Antes da decisão é preciso avaliar as consequências decorrentes da divulgação da estratégia da empresa que enfrenta uma situação de declínio. Após anunciada a saída do negócio, a produtividade dos empregados pode cair, talentos podem sair da empresa e resultados financeiros podem se deteriorar. Clientes podem buscar no mercado alternativas de suprimento, podendo reduzir ainda mais a demanda e fornecedores podem perder o interesse em fazer negócios com a empresa.

“é importante que uma boa estratégia seja logo definida”

Tudo isto e outros aspectos têm que ser considerados. No entanto, é importante que uma boa estratégia seja logo definida, caso contrário, há o risco do surgimento da chamada "empresa fracassada permanentemente" (em inglês estas empresas são denominadas “PFOs” ou "permanently failing organizations"). Há algumas PFOs por aí. Elas podem sobreviver ou se arrastarem por anos a fio, mas com saúde financeira e organizacional deploráveis.

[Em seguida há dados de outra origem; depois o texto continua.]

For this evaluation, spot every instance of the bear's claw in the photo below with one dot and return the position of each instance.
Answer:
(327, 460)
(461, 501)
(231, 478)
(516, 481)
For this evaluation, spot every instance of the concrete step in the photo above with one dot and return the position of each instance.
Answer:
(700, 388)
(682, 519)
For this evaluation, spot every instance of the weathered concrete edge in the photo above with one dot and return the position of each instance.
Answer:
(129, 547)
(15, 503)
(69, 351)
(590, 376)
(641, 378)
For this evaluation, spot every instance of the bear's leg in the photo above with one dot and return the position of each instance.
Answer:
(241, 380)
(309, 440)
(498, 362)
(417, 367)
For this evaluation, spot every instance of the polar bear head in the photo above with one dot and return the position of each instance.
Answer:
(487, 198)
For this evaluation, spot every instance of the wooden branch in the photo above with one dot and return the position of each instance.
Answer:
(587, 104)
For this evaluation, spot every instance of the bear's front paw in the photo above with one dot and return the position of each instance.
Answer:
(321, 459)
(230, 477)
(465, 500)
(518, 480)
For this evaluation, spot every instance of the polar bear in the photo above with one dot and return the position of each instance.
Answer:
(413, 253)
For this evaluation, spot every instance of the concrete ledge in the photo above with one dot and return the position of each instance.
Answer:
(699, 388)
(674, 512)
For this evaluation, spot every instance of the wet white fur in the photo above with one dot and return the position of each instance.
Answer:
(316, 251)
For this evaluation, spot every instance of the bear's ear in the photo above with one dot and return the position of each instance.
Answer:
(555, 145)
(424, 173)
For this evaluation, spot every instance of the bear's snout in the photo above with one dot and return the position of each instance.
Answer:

Para não ser uma PFO, o bom e velho Porter sugere algumas estratégias, todas elas aplicáveis aos negócios dos dias de hoje. A escolha de uma ou outra depende da situação da empresa no mercado, especialmente no que se refere aos pontos já discutidos.

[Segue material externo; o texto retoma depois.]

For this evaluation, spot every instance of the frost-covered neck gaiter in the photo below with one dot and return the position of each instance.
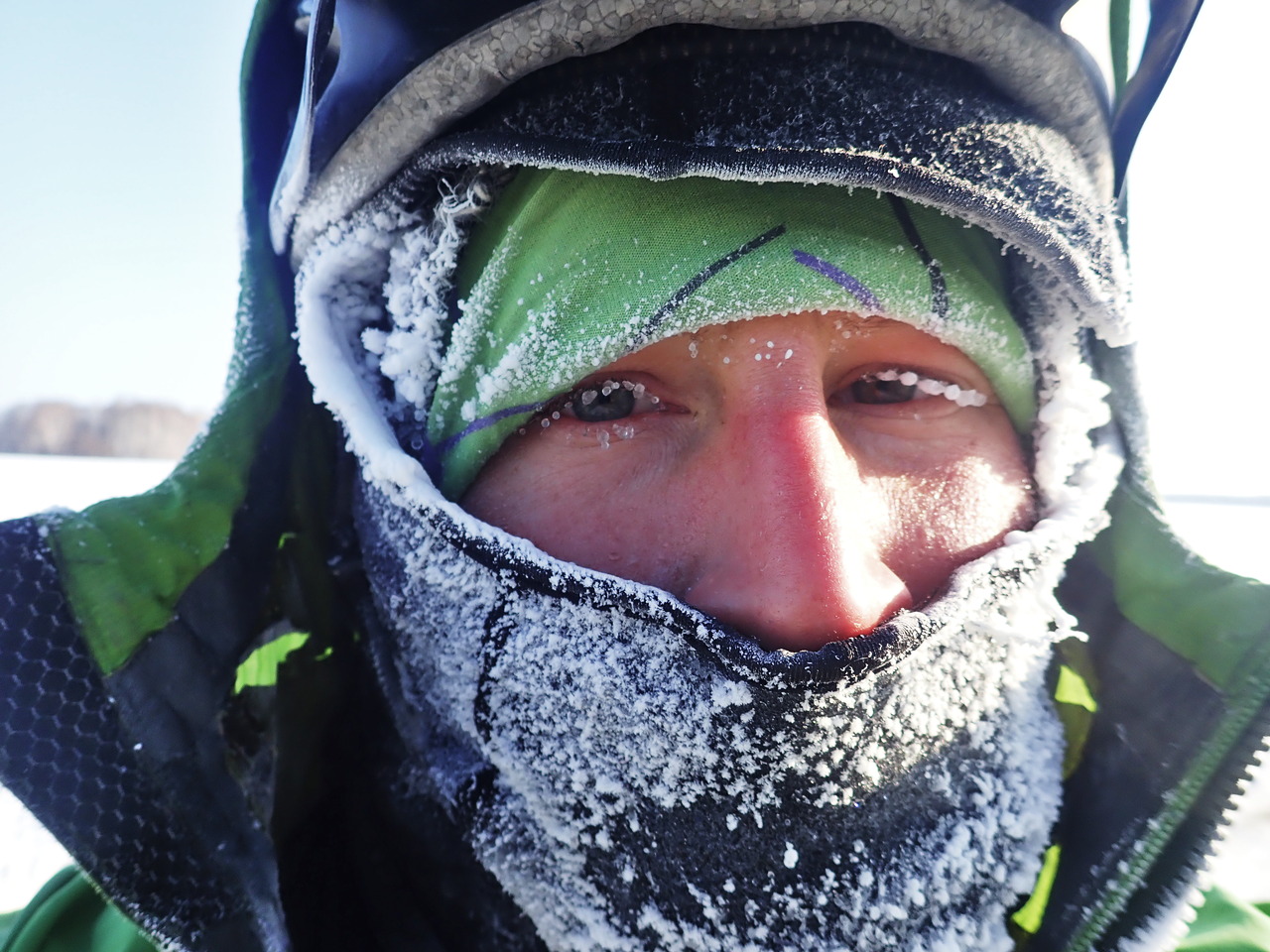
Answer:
(570, 272)
(636, 775)
(638, 778)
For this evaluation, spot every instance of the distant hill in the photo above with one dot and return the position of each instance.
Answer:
(130, 429)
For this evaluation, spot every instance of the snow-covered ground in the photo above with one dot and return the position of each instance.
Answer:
(1228, 534)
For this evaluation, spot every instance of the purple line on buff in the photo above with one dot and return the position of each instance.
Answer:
(838, 277)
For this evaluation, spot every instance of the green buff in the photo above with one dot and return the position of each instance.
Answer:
(571, 272)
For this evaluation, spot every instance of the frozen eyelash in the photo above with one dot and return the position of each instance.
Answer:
(961, 397)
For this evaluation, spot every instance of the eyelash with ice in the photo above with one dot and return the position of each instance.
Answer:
(961, 397)
(575, 403)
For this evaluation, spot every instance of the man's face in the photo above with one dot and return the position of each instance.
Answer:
(774, 474)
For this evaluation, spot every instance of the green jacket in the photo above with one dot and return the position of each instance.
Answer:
(203, 788)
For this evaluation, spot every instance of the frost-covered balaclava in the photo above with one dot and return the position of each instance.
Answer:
(571, 272)
(635, 774)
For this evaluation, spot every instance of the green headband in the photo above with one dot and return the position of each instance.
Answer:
(571, 272)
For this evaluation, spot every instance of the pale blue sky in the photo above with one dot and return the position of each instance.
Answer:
(118, 221)
(118, 214)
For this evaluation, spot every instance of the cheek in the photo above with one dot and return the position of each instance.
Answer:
(955, 513)
(606, 506)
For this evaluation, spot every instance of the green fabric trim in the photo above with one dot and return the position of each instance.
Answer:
(570, 272)
(1227, 924)
(1118, 31)
(70, 915)
(125, 562)
(1032, 912)
(261, 667)
(1216, 621)
(1210, 617)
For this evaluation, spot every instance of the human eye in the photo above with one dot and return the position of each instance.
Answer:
(896, 385)
(602, 402)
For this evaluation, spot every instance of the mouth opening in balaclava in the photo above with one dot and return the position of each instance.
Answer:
(571, 271)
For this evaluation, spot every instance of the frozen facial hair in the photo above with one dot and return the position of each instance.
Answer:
(570, 272)
(635, 774)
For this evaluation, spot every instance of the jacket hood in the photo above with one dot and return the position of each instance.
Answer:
(212, 815)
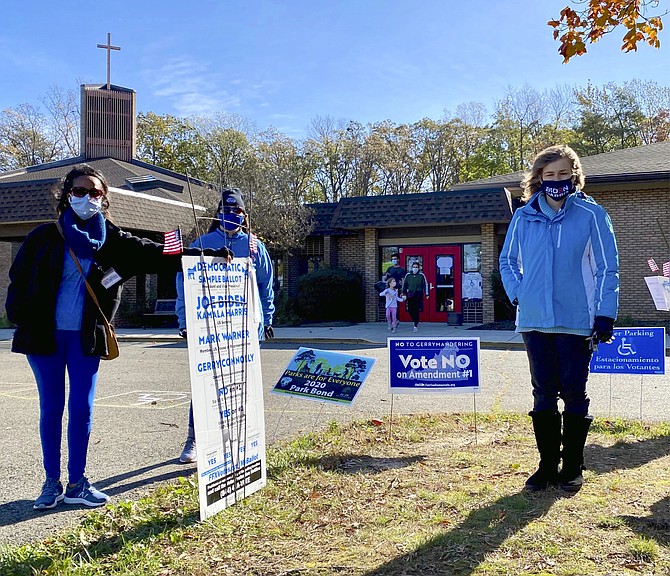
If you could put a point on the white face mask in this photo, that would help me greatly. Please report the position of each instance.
(85, 207)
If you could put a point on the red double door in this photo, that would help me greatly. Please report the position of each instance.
(442, 267)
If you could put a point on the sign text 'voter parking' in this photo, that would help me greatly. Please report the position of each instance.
(632, 351)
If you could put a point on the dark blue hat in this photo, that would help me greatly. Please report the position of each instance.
(232, 197)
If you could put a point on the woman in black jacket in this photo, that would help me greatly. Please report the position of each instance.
(60, 328)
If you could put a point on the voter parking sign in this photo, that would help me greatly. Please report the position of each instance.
(632, 351)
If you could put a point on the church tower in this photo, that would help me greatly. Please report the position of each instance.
(108, 128)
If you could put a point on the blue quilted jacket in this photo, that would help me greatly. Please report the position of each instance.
(563, 271)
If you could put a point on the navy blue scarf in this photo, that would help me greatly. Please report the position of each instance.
(85, 237)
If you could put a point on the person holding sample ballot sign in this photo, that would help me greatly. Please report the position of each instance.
(65, 287)
(230, 230)
(560, 266)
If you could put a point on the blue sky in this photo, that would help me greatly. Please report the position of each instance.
(282, 63)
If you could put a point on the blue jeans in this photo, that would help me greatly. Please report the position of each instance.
(559, 368)
(49, 371)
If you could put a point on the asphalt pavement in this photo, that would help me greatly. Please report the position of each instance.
(142, 404)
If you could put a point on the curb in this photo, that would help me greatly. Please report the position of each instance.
(316, 340)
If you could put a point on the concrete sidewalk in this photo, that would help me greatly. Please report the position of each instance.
(364, 333)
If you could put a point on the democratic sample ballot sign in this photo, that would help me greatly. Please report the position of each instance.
(632, 351)
(324, 376)
(222, 317)
(433, 365)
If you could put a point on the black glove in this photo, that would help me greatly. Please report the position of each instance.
(220, 252)
(603, 329)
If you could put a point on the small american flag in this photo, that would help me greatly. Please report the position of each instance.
(173, 243)
(253, 245)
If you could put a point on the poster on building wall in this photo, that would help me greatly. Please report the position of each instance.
(659, 288)
(472, 285)
(222, 316)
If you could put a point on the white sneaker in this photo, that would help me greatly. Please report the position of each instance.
(189, 454)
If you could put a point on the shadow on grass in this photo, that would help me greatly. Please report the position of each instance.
(40, 559)
(656, 526)
(345, 464)
(461, 550)
(625, 455)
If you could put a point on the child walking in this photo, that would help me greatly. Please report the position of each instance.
(392, 299)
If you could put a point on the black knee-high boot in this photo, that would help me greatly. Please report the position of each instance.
(575, 430)
(547, 428)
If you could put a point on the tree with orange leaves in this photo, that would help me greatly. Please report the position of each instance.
(574, 29)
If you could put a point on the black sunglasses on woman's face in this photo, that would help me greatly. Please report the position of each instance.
(80, 192)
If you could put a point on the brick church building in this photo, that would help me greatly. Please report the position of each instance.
(457, 235)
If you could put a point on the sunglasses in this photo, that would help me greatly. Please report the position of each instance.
(80, 192)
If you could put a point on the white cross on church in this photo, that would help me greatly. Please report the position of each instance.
(109, 49)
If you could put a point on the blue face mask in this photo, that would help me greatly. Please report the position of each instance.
(231, 221)
(558, 189)
(85, 207)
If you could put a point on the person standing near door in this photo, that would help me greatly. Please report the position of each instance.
(414, 287)
(560, 264)
(395, 270)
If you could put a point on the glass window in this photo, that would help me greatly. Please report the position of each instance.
(444, 283)
(386, 253)
(472, 257)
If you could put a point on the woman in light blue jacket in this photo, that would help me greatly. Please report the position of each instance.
(560, 265)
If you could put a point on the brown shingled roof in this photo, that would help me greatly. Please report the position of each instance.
(26, 195)
(425, 209)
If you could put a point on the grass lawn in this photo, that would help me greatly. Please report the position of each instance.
(431, 499)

Para começar, é importante que esses pontos discutidos e certamente outros indiquem ao gestor se, apesar das circunstâncias, a estrutura do declínio é favorável. Isto pode ocorrer, por exemplo, quando a incerteza não é tão grande, as barreiras de saída não são altas e quando há pontos fortes que a empresa apresenta em relação aos seus concorrentes. Depois desta análise, fica mais fácil tomar a decisão sobre qual das quatro estratégias indicadas deve ser adotada.

A primeira estratégia é buscar a liderança em termos de participação de mercado. A idéia é tirar vantagem do declínio do setor para assumir a ponta, considerando que seja viável se obter lucro nesta situação. A segunda estratégia possível é a de nicho, ou seja, criar e defender uma forte posição em um determinado segmento mais atrativo do que a média do setor em declínio.

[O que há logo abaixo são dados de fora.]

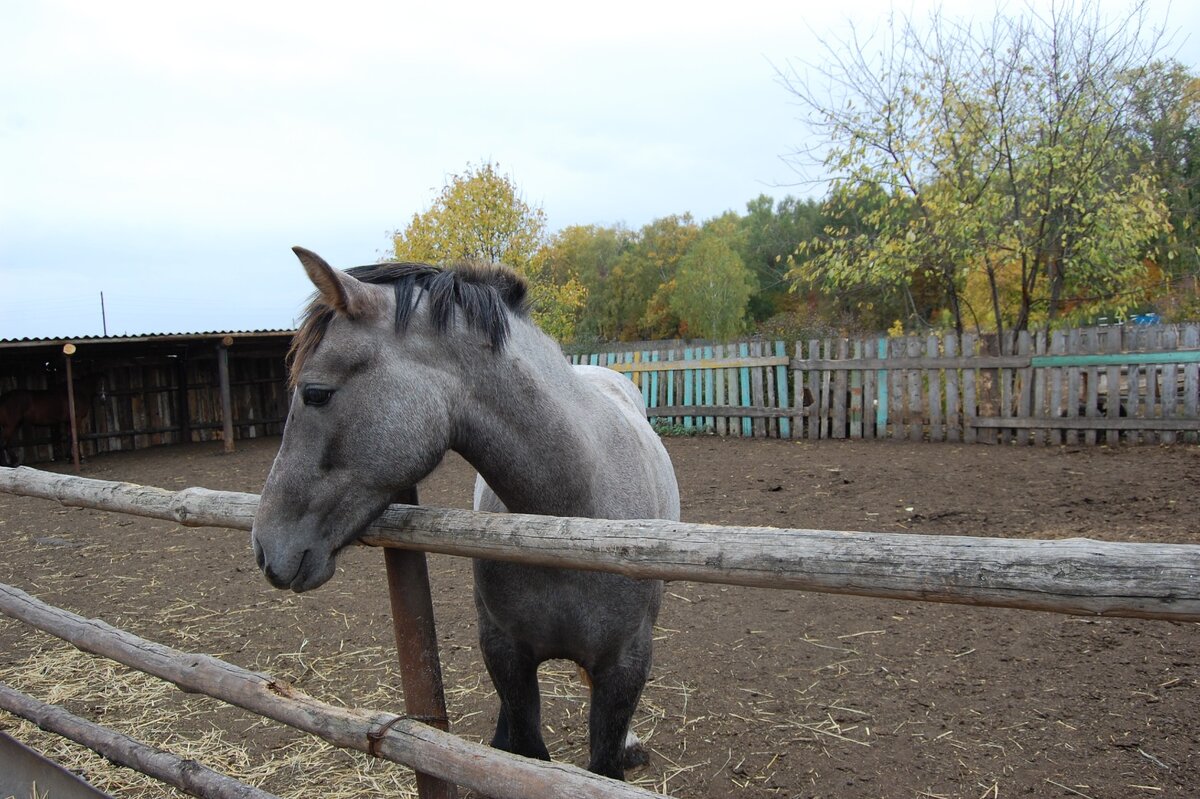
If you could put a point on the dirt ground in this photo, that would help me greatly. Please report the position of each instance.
(755, 692)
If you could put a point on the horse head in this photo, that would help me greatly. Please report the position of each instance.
(376, 391)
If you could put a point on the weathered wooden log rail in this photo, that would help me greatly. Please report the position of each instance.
(1152, 581)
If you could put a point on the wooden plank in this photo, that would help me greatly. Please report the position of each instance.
(970, 404)
(226, 398)
(1069, 576)
(720, 378)
(1074, 382)
(1134, 378)
(870, 390)
(1170, 384)
(733, 380)
(1038, 376)
(1025, 390)
(757, 390)
(709, 364)
(953, 408)
(915, 377)
(934, 391)
(768, 386)
(816, 416)
(856, 395)
(1191, 337)
(1091, 383)
(709, 388)
(689, 394)
(783, 391)
(1056, 408)
(1003, 389)
(1113, 392)
(840, 390)
(744, 384)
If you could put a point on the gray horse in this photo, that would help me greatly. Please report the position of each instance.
(395, 365)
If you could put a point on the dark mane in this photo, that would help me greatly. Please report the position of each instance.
(485, 294)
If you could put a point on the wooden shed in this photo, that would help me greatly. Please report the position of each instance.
(138, 391)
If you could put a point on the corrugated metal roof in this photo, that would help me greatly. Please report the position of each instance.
(148, 337)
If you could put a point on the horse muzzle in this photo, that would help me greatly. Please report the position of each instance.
(289, 569)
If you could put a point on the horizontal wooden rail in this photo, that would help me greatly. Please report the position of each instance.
(1156, 581)
(1083, 422)
(994, 361)
(405, 740)
(754, 412)
(905, 362)
(699, 364)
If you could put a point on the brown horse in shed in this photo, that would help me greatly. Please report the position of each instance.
(46, 408)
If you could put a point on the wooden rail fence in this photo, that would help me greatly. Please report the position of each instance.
(1068, 576)
(1097, 385)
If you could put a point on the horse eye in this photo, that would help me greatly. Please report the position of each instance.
(316, 395)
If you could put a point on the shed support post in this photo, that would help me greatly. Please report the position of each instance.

A terceira possiblidade é a estratégia de colheita, ou seja, fazer uso dos pontos fortes da empresa e gerenciar o desinvestimento de forma controlada. Desta forma, a empresa elimina ou restringe novos investimentos, corta cautelosamente os custos de manutenção de suas instalações, procura utilizar os seus pontos fortes para aumentar o valor e o preço de seus produtos ou reduzir o custo ou nível de serviços, a depender das necessidades do cliente, podendo enxugar o seu portfolio, limitar canais utilizados, dentre outras medidas.

Por fim, a última estratégia sugerida sugerida por Porter é desinvestir rapidamente. A idéia é vender o negócio tão logo o declínio seja detectado, o que geralmente maximiza o valor que a empresa poderia realizar nestas situações. O motivo é que, neste caso, haveria incerteza acerca da ocorrência ou não do declínio e, assim, pode haver investidor que faça uma boa aposta na reversão, fazendo a aquisição do negócio.

“O melhor fim é aquele que dá início a um novo ciclo de negócios”

O melhor fim é aquele que dá início a um novo ciclo de negócios, sem a necessidade de se fechar as portas, demitir empregados, deteriorar relações com clientes, ficar devendo a fornecedores e credores, denegrindo a imagem da organização e de seus profissionais. O seguinte quadro resume as estratégias indicadas para aumentar as chances de sucesso em cada condição de mercado identificada pelo gestor.

Bom seria se a nossa morte pudesse ser de fato bem gerenciada por nós como é possível gerenciar a morte das organizações. Certamente a Dra. Claudinha pode nos ajudar a cuidar bem de nossa sobrevivência e do nosso fim. Pesquiso, estudo e compartilho conhecimento especificamente para que cuidemos bem da sobrevivência das organizações. Creio ser fundamental cuidar da saúde dos negócios e consequentemente do bem estar das pessoas que deles dependem, sejam empreendedores, investidores, clientes, fornecedores, funcionários, familiares e outros que direta ou indiretamente podem sofrer com a morte organizacional.

Que os nossos ocasos e os das organizações ligadas a nós aconteçam quando estivermos fartos de dias. Tenho fé que triunfantes vitórias virão através de estratégias bem sucedidas, fruto do nosso conhecimento, trabalho, esforço, talento e graça de Deus.